Comenzaban
las fiestas haciendo cadenas de papel que unían con una mezcla de harina y
agua, y que luego colgaban en las paredes del salón uniendo la fotografía de
boda de sus padres con el retrato de los abuelos. Una maceta grande hacía de
árbol de Navidad en el que enganchaban los restos de guirnaldas deshilachadas
que habían sobrevivido milagrosamente al paso de los años, y lo coronaban con
una estrella de cartón forrada con papel de aluminio.
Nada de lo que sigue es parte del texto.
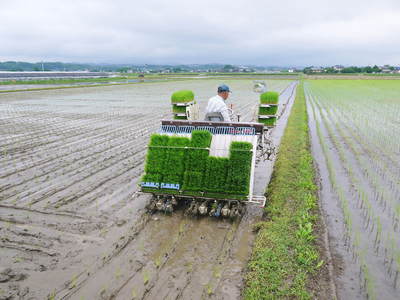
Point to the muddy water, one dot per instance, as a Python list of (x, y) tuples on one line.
[(71, 223), (357, 251)]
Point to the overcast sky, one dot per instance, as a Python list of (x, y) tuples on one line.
[(260, 32)]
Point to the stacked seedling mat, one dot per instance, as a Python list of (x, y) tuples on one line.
[(180, 100), (268, 108), (201, 163)]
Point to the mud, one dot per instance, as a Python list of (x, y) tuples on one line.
[(72, 223), (358, 250)]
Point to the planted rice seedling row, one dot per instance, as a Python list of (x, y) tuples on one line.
[(364, 175)]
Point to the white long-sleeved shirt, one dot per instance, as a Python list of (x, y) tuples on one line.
[(217, 104)]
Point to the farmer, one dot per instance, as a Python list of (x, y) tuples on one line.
[(216, 109)]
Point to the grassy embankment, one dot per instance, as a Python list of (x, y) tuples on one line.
[(285, 253)]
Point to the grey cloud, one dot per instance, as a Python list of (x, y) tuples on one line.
[(257, 32)]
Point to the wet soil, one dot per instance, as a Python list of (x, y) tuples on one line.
[(72, 223), (357, 251)]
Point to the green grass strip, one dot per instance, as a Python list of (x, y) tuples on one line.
[(285, 254)]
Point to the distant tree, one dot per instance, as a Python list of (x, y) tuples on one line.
[(367, 69), (330, 70), (228, 68), (376, 69)]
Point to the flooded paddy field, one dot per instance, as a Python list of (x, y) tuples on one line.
[(354, 127), (72, 223)]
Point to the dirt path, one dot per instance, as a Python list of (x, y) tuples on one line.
[(73, 227)]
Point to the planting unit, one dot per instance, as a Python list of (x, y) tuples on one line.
[(268, 108), (184, 107), (208, 165)]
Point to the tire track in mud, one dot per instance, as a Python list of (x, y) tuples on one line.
[(114, 250), (177, 274)]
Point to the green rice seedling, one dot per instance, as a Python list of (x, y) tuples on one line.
[(182, 96), (215, 175), (146, 277), (268, 121), (118, 273), (272, 110), (180, 117), (269, 97), (156, 154), (197, 160), (178, 109), (239, 167), (174, 165)]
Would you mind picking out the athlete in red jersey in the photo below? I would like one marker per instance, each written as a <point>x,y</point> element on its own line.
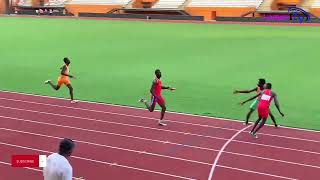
<point>156,96</point>
<point>253,106</point>
<point>265,99</point>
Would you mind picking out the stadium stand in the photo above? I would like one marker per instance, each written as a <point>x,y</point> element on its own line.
<point>56,2</point>
<point>94,6</point>
<point>227,8</point>
<point>314,7</point>
<point>225,3</point>
<point>316,4</point>
<point>169,4</point>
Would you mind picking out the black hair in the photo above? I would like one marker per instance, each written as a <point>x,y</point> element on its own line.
<point>268,86</point>
<point>66,146</point>
<point>157,71</point>
<point>262,81</point>
<point>66,60</point>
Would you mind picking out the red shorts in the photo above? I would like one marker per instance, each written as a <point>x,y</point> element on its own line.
<point>158,99</point>
<point>263,112</point>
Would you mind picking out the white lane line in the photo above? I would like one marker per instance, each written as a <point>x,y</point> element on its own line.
<point>154,140</point>
<point>221,151</point>
<point>97,161</point>
<point>155,119</point>
<point>143,109</point>
<point>107,146</point>
<point>144,127</point>
<point>38,170</point>
<point>109,122</point>
<point>124,124</point>
<point>115,164</point>
<point>244,170</point>
<point>118,114</point>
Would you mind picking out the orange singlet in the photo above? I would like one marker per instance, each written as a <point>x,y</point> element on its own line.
<point>64,79</point>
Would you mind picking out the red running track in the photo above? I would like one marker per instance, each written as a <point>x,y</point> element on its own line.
<point>121,143</point>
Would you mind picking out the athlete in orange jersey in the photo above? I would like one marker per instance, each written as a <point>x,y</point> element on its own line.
<point>156,96</point>
<point>64,79</point>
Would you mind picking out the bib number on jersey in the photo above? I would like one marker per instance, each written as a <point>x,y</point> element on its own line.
<point>265,97</point>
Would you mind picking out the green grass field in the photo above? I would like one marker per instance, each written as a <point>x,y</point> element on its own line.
<point>115,61</point>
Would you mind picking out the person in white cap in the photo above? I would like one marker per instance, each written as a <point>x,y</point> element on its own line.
<point>58,166</point>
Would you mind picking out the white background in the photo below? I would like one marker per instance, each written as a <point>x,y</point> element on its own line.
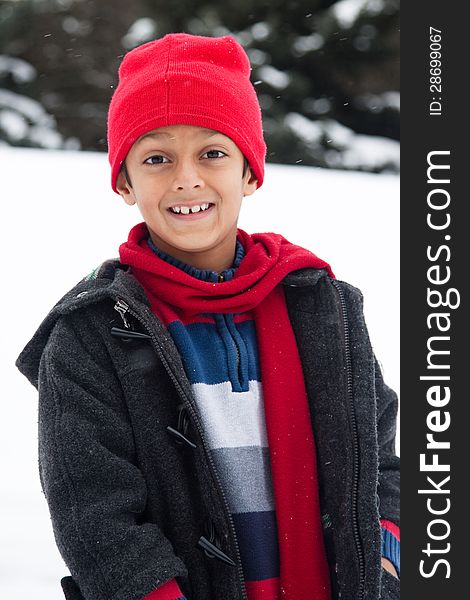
<point>61,219</point>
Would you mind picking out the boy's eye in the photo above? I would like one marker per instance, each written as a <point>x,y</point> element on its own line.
<point>159,160</point>
<point>212,152</point>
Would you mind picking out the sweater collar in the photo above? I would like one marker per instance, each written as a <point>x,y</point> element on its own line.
<point>204,275</point>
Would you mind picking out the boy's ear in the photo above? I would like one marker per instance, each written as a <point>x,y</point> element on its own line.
<point>250,183</point>
<point>124,189</point>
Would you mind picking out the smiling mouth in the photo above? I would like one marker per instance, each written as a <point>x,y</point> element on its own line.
<point>190,216</point>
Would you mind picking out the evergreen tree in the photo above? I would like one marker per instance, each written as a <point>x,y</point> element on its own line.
<point>326,73</point>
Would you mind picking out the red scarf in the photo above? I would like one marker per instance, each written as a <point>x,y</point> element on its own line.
<point>268,258</point>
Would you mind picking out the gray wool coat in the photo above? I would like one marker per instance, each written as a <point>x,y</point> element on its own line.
<point>133,494</point>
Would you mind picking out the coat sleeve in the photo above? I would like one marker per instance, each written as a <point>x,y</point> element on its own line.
<point>95,492</point>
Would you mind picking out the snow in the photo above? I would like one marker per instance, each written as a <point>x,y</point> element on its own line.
<point>347,11</point>
<point>141,31</point>
<point>21,71</point>
<point>274,77</point>
<point>61,219</point>
<point>351,150</point>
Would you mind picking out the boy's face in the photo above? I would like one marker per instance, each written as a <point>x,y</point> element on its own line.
<point>184,166</point>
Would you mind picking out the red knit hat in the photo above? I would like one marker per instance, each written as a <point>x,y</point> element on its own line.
<point>184,79</point>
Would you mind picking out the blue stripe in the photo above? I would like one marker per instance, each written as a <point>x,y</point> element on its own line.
<point>391,548</point>
<point>257,537</point>
<point>207,350</point>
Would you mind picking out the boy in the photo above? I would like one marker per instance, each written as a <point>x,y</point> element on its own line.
<point>212,421</point>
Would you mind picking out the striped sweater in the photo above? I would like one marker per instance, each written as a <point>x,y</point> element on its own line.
<point>220,357</point>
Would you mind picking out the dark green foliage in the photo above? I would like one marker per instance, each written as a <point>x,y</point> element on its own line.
<point>306,61</point>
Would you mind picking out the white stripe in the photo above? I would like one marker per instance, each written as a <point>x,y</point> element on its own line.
<point>232,419</point>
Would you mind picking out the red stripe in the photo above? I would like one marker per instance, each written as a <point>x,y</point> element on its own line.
<point>268,589</point>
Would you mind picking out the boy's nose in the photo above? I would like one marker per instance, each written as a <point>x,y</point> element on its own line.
<point>187,176</point>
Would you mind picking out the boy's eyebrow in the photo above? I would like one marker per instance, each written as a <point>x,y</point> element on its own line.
<point>156,134</point>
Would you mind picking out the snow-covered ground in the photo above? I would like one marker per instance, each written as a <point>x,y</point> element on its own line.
<point>61,219</point>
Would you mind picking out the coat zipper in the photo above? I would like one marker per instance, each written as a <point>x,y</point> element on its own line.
<point>352,417</point>
<point>220,279</point>
<point>123,308</point>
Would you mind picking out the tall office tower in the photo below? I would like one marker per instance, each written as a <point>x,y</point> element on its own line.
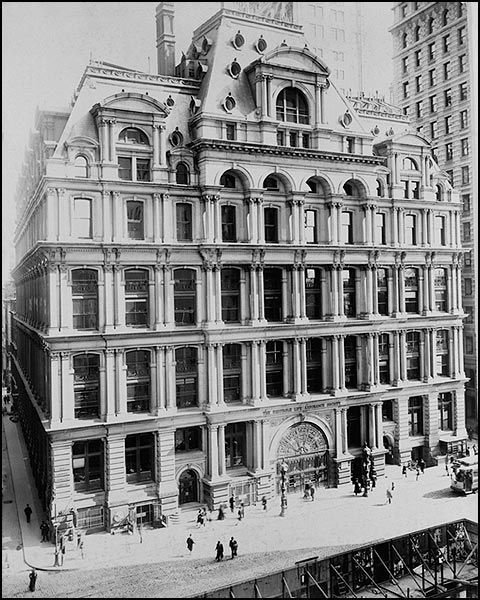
<point>221,287</point>
<point>435,83</point>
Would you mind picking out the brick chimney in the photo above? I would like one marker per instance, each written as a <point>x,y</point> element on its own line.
<point>165,38</point>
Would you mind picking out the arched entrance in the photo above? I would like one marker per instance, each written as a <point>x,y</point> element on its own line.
<point>304,448</point>
<point>388,444</point>
<point>188,487</point>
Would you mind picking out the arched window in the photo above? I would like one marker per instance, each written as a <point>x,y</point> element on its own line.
<point>135,228</point>
<point>136,298</point>
<point>272,293</point>
<point>86,386</point>
<point>185,299</point>
<point>81,166</point>
<point>228,180</point>
<point>131,135</point>
<point>292,106</point>
<point>230,283</point>
<point>232,372</point>
<point>85,298</point>
<point>186,377</point>
<point>182,174</point>
<point>138,380</point>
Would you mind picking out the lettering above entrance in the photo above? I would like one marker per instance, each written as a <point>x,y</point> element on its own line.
<point>303,438</point>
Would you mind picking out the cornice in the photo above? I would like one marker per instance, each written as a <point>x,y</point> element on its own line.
<point>211,144</point>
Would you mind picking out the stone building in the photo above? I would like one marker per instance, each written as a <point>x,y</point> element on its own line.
<point>226,267</point>
<point>436,83</point>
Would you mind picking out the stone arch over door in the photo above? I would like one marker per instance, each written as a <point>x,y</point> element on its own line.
<point>304,447</point>
<point>188,487</point>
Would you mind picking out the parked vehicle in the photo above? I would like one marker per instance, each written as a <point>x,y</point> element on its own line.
<point>464,479</point>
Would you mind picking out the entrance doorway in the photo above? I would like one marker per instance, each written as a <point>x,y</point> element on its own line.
<point>304,448</point>
<point>188,487</point>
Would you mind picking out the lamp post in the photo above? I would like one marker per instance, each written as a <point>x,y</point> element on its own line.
<point>283,498</point>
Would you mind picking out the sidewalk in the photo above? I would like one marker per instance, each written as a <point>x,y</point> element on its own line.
<point>336,517</point>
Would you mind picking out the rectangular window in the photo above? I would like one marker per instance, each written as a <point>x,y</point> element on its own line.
<point>311,226</point>
<point>271,225</point>
<point>446,43</point>
<point>380,229</point>
<point>82,218</point>
<point>418,58</point>
<point>347,227</point>
<point>440,231</point>
<point>229,230</point>
<point>445,411</point>
<point>87,463</point>
<point>135,228</point>
<point>449,151</point>
<point>125,168</point>
<point>143,169</point>
<point>415,416</point>
<point>188,439</point>
<point>184,222</point>
<point>446,71</point>
<point>231,131</point>
<point>139,461</point>
<point>448,97</point>
<point>448,125</point>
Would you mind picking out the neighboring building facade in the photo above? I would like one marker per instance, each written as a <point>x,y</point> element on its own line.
<point>435,85</point>
<point>218,271</point>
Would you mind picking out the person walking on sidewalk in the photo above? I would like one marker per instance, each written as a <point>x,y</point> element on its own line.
<point>233,546</point>
<point>190,543</point>
<point>219,549</point>
<point>28,512</point>
<point>33,580</point>
<point>44,528</point>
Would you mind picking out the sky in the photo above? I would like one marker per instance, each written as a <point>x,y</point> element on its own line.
<point>47,45</point>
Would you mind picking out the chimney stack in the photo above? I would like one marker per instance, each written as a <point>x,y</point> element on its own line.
<point>165,38</point>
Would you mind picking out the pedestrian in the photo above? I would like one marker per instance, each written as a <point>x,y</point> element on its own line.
<point>33,580</point>
<point>44,528</point>
<point>190,543</point>
<point>219,549</point>
<point>357,488</point>
<point>233,546</point>
<point>28,512</point>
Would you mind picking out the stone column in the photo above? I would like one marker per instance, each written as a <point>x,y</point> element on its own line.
<point>221,450</point>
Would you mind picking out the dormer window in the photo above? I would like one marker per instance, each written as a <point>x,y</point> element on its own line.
<point>81,166</point>
<point>133,136</point>
<point>292,106</point>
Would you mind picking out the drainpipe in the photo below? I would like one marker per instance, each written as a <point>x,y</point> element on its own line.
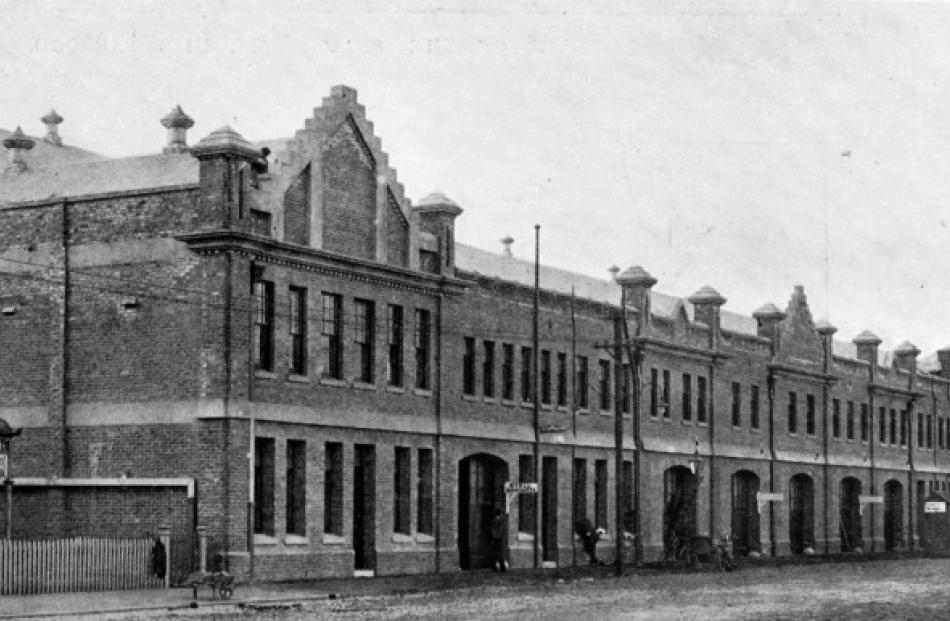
<point>437,404</point>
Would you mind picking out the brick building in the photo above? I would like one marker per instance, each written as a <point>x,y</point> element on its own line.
<point>279,346</point>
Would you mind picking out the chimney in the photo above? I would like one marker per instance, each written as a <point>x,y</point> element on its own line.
<point>867,343</point>
<point>943,357</point>
<point>636,283</point>
<point>706,303</point>
<point>52,121</point>
<point>825,330</point>
<point>905,356</point>
<point>17,142</point>
<point>177,123</point>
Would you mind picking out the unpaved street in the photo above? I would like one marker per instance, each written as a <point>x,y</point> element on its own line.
<point>907,589</point>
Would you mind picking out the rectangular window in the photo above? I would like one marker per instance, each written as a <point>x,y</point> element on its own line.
<point>625,389</point>
<point>394,338</point>
<point>582,379</point>
<point>297,487</point>
<point>488,369</point>
<point>865,423</point>
<point>526,374</point>
<point>264,325</point>
<point>545,377</point>
<point>600,494</point>
<point>754,407</point>
<point>701,399</point>
<point>264,486</point>
<point>331,332</point>
<point>365,338</point>
<point>687,396</point>
<point>604,385</point>
<point>792,412</point>
<point>810,414</point>
<point>508,371</point>
<point>298,331</point>
<point>333,489</point>
<point>468,367</point>
<point>654,393</point>
<point>562,379</point>
<point>425,492</point>
<point>402,491</point>
<point>527,523</point>
<point>666,393</point>
<point>836,418</point>
<point>423,341</point>
<point>736,404</point>
<point>580,489</point>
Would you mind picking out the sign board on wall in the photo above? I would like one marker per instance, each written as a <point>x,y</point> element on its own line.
<point>935,506</point>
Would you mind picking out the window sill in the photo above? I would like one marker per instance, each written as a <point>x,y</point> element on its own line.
<point>261,539</point>
<point>296,540</point>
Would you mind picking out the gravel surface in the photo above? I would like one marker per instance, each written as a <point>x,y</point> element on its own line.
<point>906,589</point>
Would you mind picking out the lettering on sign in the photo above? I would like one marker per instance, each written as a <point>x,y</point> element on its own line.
<point>935,506</point>
<point>521,488</point>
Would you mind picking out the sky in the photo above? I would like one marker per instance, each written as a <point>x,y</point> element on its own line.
<point>750,146</point>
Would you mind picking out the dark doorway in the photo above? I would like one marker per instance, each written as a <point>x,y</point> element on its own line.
<point>549,508</point>
<point>893,515</point>
<point>364,507</point>
<point>850,514</point>
<point>801,513</point>
<point>745,513</point>
<point>481,490</point>
<point>680,488</point>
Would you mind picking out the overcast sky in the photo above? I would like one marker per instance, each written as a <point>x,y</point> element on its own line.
<point>748,146</point>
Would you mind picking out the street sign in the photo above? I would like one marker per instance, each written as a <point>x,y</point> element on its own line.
<point>521,488</point>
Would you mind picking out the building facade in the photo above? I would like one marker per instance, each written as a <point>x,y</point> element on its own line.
<point>279,346</point>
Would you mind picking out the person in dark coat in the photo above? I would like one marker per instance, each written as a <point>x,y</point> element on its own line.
<point>589,535</point>
<point>498,531</point>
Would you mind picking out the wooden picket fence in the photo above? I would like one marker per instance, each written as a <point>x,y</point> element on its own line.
<point>78,564</point>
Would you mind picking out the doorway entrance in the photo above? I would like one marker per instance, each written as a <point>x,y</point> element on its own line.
<point>745,513</point>
<point>481,490</point>
<point>801,510</point>
<point>364,507</point>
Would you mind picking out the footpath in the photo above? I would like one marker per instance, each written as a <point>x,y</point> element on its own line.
<point>110,603</point>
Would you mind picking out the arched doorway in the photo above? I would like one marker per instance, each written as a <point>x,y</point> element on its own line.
<point>801,513</point>
<point>745,512</point>
<point>481,490</point>
<point>680,487</point>
<point>893,515</point>
<point>850,514</point>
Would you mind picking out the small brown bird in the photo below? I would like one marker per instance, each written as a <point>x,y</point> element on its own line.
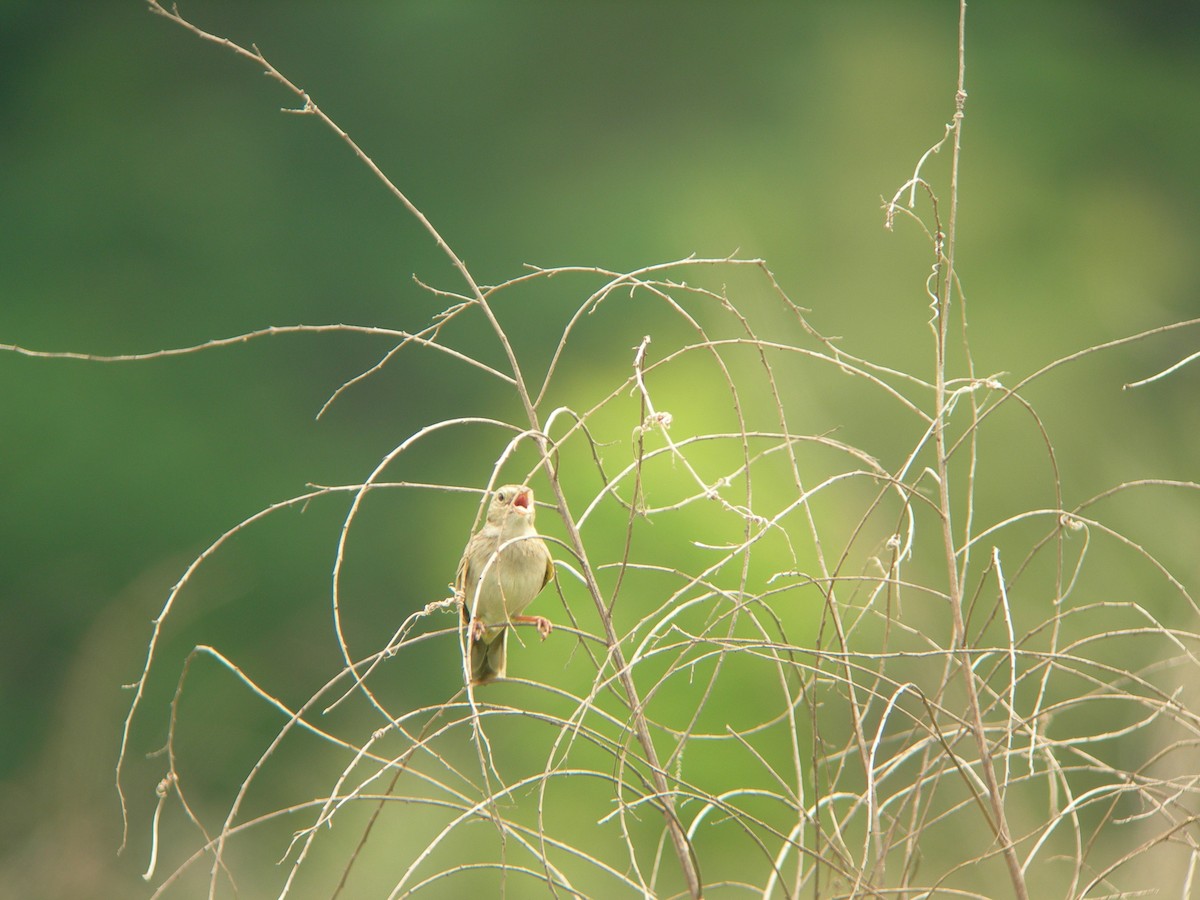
<point>503,569</point>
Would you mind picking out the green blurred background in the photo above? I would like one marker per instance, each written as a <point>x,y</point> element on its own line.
<point>153,196</point>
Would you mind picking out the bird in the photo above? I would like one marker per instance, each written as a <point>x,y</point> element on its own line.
<point>504,567</point>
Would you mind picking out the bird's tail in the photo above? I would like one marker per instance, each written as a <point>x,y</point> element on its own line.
<point>489,655</point>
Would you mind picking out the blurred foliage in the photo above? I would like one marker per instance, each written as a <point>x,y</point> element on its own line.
<point>154,197</point>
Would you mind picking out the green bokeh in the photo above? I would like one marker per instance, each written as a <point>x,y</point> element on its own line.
<point>154,197</point>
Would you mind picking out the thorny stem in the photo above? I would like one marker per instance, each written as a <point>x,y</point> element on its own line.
<point>946,263</point>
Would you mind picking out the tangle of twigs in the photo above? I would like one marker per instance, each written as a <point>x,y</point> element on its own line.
<point>793,670</point>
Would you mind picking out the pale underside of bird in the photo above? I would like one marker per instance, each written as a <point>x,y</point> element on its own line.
<point>504,567</point>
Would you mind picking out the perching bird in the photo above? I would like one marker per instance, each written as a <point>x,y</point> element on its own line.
<point>505,564</point>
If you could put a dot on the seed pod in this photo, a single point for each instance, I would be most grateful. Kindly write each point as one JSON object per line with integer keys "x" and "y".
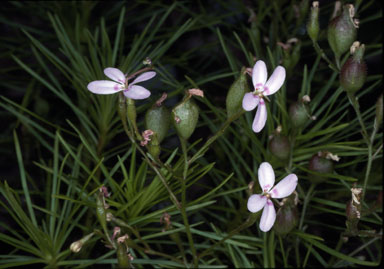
{"x": 313, "y": 22}
{"x": 286, "y": 219}
{"x": 122, "y": 256}
{"x": 158, "y": 119}
{"x": 298, "y": 114}
{"x": 354, "y": 71}
{"x": 236, "y": 94}
{"x": 320, "y": 164}
{"x": 154, "y": 146}
{"x": 279, "y": 146}
{"x": 342, "y": 31}
{"x": 185, "y": 116}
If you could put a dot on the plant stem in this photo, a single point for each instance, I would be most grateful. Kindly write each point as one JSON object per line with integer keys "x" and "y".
{"x": 306, "y": 201}
{"x": 184, "y": 201}
{"x": 368, "y": 140}
{"x": 157, "y": 171}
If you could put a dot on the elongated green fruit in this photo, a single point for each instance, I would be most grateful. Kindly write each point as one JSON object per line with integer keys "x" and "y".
{"x": 185, "y": 116}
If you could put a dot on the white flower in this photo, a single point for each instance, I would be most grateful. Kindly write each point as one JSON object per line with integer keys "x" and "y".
{"x": 262, "y": 88}
{"x": 120, "y": 83}
{"x": 283, "y": 189}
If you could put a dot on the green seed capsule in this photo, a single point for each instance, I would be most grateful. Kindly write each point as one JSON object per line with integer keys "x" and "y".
{"x": 354, "y": 72}
{"x": 122, "y": 257}
{"x": 158, "y": 119}
{"x": 185, "y": 116}
{"x": 236, "y": 94}
{"x": 342, "y": 31}
{"x": 286, "y": 219}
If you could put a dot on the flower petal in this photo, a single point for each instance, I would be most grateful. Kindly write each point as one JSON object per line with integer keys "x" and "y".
{"x": 115, "y": 74}
{"x": 259, "y": 74}
{"x": 143, "y": 77}
{"x": 275, "y": 82}
{"x": 268, "y": 217}
{"x": 137, "y": 92}
{"x": 104, "y": 87}
{"x": 266, "y": 176}
{"x": 285, "y": 187}
{"x": 260, "y": 117}
{"x": 256, "y": 202}
{"x": 250, "y": 101}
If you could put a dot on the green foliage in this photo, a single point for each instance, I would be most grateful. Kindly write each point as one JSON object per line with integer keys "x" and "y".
{"x": 73, "y": 169}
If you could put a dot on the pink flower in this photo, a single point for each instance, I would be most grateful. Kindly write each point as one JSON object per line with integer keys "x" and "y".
{"x": 283, "y": 189}
{"x": 262, "y": 88}
{"x": 120, "y": 83}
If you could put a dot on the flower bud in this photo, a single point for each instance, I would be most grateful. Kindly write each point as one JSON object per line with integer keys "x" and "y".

Sobre el mueble bar
intentaban montar un pequeño nacimiento con algunas figurillas despistadas e
insuficientes.
Aquellos
días el hogar olía a los roscos de sartén que como cada año se elaboraban según
la receta familiar manuscrita en un trozo de papel de estraza
manchado de aceite; harina, huevos, un
chorrillo de anís, ralladura de un limón, sobrecillos El Tigre… De fondo se
escuchaban las estridencias del molinillo triturando azúcar.
Las noches
más señaladas las pasaban en la mesa camilla, alrededor del brasero de ascuas y
de una gran bandeja de dulces. Veían la programación especial que daban por
televisión frente al viejo Telefunken
en blanco y negro, o escuchaban en el radiocasete los Campanilleros y otros
villancicos de Juanito Valderrama en liza con Dolores Abril.
Si amanecía
buen día salían temprano con la mula rumbo al olivar de la solana, vadeando el
arroyo de Sabiote por el viejo puentecillo de piedra, siempre tapizado de hojas muertas que caían de los álamos que lo flanqueaban.
Y unos
días antes de la vuelta al colegio, los Reyes Magos, a lomos de un tractor,
volvían a sembrar de caramelos las calles del pueblo. Él no pedía regalos,
empresa imposible, tan sólo deseaba una noche de lluvia, acostarse escuchando
las canales y dormir plácidamente arrebujado bajo las sábanas frías con la
tranquilidad de que al día siguiente no tendría que madrugar.